Frederic Francois Chopin (1810-1849, Composer and virtuoso pianist.)
Whether one knows anything of music or history, Kildea expertly entertains listener/readers with “Chopin’s Piano”.

Chopin is noted as a Romanticist composer considered among the most creative of all time. For that reason, the sound of Chopin’s work has changed with the times.
There are several ironies in Kildea’s history of Chopin. Chopin is shown to have been pleased by being considered French though he was Polish. Chopin is characterized as anti-Semitic though at times financially supported by Jews and resurrected by a world-renowned harpsichordist, Wanda Landowska, a proud and nationalist Pole who escaped Nazi persecution and extermination. Landowska, a woman of the Jewish faith, flees Paris when Germany invades France.
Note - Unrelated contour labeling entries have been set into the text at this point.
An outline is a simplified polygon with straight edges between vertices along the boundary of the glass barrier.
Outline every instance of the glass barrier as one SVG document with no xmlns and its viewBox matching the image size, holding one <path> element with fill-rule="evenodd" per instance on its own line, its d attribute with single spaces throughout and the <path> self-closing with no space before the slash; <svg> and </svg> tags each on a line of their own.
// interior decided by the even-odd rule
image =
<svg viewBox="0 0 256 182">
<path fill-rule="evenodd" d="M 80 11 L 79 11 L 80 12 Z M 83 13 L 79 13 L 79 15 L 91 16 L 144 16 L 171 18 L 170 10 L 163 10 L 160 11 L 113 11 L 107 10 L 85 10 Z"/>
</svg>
Wanda Landowska in front of the Bauza piano owned by Chopin.
One of her treasured pianos is the Bauza piano used by Chopin to create his greatest masterpieces, the Preludes.

George Sand (1804-1876, French novelist and 10 year companion of Chopin)
Kildea reflects on Chopin’s diminutive physique and self-effacing nature. Chopin never marries but has a ten-year relationship with George Sand, a divorced woman with a broadly libertine reputation.
One wonders what Sand’s influence is on Chopin’s creativity. What Kildea explains is that Sand admires Chopin’s dedication to music and supports Chopin through his frail health during the most productive period of his life. However, at the end of their ten year relationship, Sand leaves because the burden of their relationship is either too much or she just chooses to return to a life of independence.

The thread of Kildea’s history is the Bauza piano’s location in the 21st century. It’s whereabouts remains unknown.
This piano was used by Chopin between 1838-39 when living with George Sand in Majorca. A striking point in Kildea’s story is that the Bauza piano is a crudely formed instrument carved from local softwood. Its innards are made of felt, pig iron, and copper but its cultural importance is extraordinary and its provenance unquestioned. It disappeared when confiscated by Nazi Germany when they ransacked Landowska’s home in Paris.

Wanda Landowska in 1953.
The last half of Kildea’s story is about the trials and achievements of Wanda Landowska. In reflecting on Landowska’s rise to fame, the Bauza piano is a symbol of Chopin’s creative genius.
This flawed instrument is used to create compositions that are endlessly translated by pianoforte (soft and loud sound) from the use of harpsicords to modern Steinways. Landowska, and many pianists of the 19th through the 21st century are listed by Kildea, showing the brilliance and variety of Chopin’s compositions. Only a musical conductor turned author like Kildea could explain this to the public. “Chopin’s Piano” is a small opening to a big world.